Coxon comparó las culturas de trabajo en OpenAI y Anthropic, sugiriendo que mientras algunos en OpenAI podrían no estar completamente conscientes de las implicaciones de la superinteligencia, en Anthropic hay un mejor entendimiento de los riesgos. Sin embargo, advirtió que, a pesar de ser conscientes de las posibles consecuencias, ambos laboratorios parecen atrapados en una carrera por liderar el desarrollo de estas tecnologías, lo que podría tener repercusiones peligrosas.

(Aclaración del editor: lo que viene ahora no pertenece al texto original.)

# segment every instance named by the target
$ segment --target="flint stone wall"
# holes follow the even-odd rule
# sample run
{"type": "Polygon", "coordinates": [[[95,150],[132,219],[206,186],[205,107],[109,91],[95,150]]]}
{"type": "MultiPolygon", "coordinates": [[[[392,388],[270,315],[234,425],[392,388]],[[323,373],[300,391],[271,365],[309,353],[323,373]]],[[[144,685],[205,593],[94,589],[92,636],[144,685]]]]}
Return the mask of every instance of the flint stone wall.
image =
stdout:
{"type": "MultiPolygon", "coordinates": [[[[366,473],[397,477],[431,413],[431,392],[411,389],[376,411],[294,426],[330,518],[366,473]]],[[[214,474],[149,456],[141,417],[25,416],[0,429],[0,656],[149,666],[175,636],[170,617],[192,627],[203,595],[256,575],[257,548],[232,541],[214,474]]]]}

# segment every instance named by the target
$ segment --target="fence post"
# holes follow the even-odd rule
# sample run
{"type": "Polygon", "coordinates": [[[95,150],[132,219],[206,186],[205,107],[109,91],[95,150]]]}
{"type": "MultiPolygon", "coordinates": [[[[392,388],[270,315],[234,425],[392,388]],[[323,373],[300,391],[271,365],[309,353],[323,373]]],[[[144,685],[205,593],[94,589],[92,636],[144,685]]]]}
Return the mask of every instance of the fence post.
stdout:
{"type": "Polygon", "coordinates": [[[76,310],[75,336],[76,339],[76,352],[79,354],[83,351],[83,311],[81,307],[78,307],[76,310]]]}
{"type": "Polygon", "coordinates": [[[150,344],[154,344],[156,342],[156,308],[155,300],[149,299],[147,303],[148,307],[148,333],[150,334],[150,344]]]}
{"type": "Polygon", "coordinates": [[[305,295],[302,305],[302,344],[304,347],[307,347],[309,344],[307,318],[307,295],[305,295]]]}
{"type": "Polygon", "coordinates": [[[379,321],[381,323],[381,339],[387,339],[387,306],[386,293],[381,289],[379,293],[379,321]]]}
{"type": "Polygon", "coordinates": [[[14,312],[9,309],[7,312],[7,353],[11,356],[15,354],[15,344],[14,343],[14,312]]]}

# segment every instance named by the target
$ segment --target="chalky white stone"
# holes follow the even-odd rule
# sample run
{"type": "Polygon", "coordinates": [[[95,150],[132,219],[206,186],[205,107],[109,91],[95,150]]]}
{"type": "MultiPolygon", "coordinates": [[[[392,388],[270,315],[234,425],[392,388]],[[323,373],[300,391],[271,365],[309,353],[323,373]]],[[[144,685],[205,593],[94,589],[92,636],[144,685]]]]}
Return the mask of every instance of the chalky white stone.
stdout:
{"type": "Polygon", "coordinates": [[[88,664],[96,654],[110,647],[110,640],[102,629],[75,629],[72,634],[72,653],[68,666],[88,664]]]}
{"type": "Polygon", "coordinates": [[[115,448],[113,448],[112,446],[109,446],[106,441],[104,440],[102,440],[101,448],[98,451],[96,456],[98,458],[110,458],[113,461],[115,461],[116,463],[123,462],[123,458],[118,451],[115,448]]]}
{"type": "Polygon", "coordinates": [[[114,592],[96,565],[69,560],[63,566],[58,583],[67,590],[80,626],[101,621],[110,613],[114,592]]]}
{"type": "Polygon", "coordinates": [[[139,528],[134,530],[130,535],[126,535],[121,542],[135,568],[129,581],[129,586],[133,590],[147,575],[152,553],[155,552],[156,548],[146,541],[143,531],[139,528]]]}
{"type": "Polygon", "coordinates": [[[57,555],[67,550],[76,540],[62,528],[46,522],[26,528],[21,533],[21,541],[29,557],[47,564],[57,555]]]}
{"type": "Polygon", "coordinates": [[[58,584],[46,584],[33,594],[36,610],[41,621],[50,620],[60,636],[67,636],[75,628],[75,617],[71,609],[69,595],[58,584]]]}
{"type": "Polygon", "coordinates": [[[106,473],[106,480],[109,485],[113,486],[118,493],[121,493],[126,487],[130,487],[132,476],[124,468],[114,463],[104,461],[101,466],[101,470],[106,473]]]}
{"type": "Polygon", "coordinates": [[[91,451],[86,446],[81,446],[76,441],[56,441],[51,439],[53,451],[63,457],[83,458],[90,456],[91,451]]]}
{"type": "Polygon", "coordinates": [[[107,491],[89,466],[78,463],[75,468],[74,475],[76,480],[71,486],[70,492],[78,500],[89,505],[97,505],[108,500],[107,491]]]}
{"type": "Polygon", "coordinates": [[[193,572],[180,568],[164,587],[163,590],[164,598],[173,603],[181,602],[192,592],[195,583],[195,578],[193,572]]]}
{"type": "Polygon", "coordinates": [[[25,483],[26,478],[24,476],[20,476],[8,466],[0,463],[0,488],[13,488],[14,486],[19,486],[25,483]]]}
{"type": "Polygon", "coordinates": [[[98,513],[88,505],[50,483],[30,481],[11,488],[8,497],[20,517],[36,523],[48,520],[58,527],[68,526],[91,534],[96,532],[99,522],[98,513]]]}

La situación cobró mayor atención cuando Evan Hubinger, un investigador de Anthropic, respaldó algunas de las preocupaciones planteadas por Coxon, indicando que existe una probabilidad considerable de que una inteligencia artificial pueda representar un peligro existencial en la próxima década. Hubinger, no obstante, matizó que el riesgo actual de los modelos existentes es bajo, pero su inquietud reside en el futuro desarrollo de superinteligencias que puedan mejorar sin control. En este contexto, Coxon ha sugerido que sería prudente establecer acuerdos entre laboratorios para desacelerar el desarrollo de capacidades hasta que se implementen mecanismos de seguridad adecuados.